Technological Progress, Managerial Learning, and the Investment-to-Stock Price Sensitivity

(with Kevin Aretz and Gaurav Kankanhalli)

Motivated by a real-options framework in which managers learn about the unobservable characteristics of new production technologies from their recently installed assets and their stock price, we show that the corporate investment-to-stock price sensitivity rises with the time since a firm last acquired new capacity. Notably, managers learn less from the stock price when they have better information, investors have worse information, or when alternative outside information sources exist. We shed light on the nature of information managers extract from markets by showing that firms with outdated capital learn more from the stock price when exogenously exposed to accelerated innovation.

Equity ETF Inefficiencies During Market Disruptions: The Role of Liquidity, Short-Selling, and Information Shocks

(with Sanjeev Bhojraj, Felipe Bastos Gurgel Silva, and Suning Zhang)

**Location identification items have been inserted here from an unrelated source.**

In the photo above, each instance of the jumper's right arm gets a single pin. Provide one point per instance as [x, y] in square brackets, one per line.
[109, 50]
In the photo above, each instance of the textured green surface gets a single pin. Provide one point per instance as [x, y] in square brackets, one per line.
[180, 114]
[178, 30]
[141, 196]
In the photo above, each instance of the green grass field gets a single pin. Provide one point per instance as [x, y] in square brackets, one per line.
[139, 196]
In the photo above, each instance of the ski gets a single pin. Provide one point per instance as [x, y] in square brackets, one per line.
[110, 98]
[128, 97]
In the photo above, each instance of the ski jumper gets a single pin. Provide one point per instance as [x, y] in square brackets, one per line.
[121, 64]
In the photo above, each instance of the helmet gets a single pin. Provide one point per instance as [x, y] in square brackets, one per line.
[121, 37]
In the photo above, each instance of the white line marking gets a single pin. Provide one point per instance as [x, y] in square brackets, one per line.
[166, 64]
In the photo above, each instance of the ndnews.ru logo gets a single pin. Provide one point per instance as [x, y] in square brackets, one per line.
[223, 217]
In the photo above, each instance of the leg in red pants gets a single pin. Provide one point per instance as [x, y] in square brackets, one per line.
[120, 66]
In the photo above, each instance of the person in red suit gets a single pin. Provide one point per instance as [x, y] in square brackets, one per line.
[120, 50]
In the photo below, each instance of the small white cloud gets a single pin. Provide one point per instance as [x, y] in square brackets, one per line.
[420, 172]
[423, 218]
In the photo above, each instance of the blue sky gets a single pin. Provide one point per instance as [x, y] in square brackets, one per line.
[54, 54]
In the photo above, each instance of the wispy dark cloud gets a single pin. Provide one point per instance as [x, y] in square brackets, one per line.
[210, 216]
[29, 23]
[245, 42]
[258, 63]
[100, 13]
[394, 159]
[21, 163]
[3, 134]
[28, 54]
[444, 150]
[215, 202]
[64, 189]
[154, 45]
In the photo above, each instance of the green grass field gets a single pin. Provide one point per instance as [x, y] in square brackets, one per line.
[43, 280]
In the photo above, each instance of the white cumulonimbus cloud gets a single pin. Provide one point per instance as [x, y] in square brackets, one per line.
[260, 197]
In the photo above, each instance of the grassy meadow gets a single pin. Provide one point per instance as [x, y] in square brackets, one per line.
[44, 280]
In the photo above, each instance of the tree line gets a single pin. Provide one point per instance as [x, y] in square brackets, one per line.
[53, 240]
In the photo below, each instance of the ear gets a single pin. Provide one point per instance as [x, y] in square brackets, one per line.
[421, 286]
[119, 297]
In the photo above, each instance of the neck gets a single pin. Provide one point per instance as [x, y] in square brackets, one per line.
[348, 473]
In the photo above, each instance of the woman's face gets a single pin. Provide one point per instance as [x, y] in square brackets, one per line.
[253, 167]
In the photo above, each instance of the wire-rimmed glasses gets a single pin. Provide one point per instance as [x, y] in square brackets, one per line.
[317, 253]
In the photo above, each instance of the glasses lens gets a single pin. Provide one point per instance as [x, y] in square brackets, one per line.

We document that the magnitude of spreads between equity ETF prices and the value of their corresponding constituent equities widened substantially during the period of market disruption at the onset of the COVID–19 pandemic, with plethora of equity ETF premiums and discounts that are directionally consistent with the smaller premiums and discounts of the period before the market distress. We show that ETF-constituent spreads widen particularly in days of high return volatility, typically indicating a dumping effect wherein ETF prices move in line with the value of the constituent basket but displaying returns of smaller magnitude. We show that relative differences in liquidity and short-selling constraints between the ETF and constituent equities partly explain the dynamics of ETF-constituent spreads, particularly in days of large price movements. Overall, our results shed light on how frictions in equity ETF markets are manifested in periods of high volatility.